XZ almost happened again

Seems like pattern is clear and same as used to XZ full article on the link


I think there is a lot to be said of just how whimsically we use code and hide behind the banner of “It’s Open Source”. These types of attacks will not stop now, and there are so many dormant projects on the web, more is bound to happen.

As a consultant, I was always careful of what projects needed to have to be allowed onto our internal projects. Random, low participation and contribution, history meant a lot. There were hard a fast rules as to what I would allow.

I saw a video from a YouTuber - The Primeagen on how many npm projects were dormant and years out of date. The number is staggering. It was highlighted that many people put things together for job interviews or resumes, some are meant to be abandoned.

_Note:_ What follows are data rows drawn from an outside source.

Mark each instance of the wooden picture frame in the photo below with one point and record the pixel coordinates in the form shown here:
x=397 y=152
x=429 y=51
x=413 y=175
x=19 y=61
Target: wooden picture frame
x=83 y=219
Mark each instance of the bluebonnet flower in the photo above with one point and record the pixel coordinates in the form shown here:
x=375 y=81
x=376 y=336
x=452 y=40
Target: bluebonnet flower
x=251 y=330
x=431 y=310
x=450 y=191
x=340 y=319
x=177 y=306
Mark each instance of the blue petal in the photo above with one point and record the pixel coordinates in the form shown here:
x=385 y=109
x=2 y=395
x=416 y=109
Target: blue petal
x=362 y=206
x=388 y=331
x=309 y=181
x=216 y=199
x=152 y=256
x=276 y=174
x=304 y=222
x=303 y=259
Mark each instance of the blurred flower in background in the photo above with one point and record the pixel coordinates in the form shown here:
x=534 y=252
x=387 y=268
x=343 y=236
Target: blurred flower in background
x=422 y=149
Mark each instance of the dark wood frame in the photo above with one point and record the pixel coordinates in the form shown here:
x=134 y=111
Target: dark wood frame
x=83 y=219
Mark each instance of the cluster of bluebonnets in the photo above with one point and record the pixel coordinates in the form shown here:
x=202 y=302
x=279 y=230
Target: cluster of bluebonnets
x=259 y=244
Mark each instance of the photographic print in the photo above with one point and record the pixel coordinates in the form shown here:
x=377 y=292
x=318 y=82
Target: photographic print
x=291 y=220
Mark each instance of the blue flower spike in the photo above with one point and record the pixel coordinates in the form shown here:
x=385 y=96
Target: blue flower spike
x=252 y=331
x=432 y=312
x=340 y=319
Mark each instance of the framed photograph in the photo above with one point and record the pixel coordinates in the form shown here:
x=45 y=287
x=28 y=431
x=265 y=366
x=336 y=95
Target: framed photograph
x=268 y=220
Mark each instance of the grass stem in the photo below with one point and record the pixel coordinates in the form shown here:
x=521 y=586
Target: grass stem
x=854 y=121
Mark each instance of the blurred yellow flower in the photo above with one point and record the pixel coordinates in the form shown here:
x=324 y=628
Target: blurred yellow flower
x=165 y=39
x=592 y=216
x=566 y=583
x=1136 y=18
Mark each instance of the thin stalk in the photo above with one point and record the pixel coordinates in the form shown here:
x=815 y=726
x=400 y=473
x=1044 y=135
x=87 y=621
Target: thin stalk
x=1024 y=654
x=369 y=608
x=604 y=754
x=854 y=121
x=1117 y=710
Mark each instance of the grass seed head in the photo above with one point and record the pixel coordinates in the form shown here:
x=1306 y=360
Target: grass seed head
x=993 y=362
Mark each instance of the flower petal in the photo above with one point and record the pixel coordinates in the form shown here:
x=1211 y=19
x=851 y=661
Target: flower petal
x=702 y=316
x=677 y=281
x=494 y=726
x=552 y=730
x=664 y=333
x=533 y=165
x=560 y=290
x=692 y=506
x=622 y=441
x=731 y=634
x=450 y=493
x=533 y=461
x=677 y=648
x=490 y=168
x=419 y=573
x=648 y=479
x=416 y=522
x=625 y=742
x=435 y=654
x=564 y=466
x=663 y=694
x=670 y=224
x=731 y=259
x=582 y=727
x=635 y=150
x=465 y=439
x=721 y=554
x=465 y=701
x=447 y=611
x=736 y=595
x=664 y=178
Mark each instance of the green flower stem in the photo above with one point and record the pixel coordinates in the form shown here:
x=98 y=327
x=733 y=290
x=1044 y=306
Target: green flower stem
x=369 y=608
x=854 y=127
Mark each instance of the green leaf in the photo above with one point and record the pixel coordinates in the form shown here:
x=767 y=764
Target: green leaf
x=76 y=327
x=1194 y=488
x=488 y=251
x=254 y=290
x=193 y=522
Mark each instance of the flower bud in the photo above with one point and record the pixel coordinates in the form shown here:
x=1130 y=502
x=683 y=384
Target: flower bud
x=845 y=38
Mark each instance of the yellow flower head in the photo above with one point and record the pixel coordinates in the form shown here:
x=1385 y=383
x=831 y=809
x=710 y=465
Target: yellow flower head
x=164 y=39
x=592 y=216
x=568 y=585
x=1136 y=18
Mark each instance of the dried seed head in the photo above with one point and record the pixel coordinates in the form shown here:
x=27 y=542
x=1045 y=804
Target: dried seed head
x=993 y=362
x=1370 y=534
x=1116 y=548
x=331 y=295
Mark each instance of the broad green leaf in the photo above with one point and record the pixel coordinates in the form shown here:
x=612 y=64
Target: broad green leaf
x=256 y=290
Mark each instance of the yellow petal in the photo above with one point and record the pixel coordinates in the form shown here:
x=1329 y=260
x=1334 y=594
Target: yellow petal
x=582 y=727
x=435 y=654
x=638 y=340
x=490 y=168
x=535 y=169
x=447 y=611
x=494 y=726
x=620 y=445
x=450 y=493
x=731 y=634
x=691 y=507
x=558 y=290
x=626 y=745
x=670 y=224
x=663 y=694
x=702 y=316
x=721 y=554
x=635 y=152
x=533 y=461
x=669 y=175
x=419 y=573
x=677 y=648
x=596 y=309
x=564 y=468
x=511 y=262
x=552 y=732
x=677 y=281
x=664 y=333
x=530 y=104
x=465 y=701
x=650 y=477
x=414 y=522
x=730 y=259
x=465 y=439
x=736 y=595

More discernment should be used.

1 Like

Writing high quality and widely useful software often gets little weight in academic hiring and promotion decisions. A “mission-critical” R package written as part of a PhD project once went missing. I couldn’t reach the developer, so did contact his PhD advisor – the last he had heard, the author of the package was driving a taxi.

I agree with the importance of vetting the packages used in a project. Some high-quality software, however, stands the test of time but doesn’t get ongoing support even at the most basic level needed to deal with changes in build and packaging systems. We need more scrutiny of the actual code in addition to indirect indicators like participation and contribution.

I would like to see more software subjected to the sort of peer-review we see in academia. Peer review is not perfect, but “open source peer reviewed” would make takeover attempts harder.

1 Like

There is JOSS:

It’s more limited to research software, but it’s a start.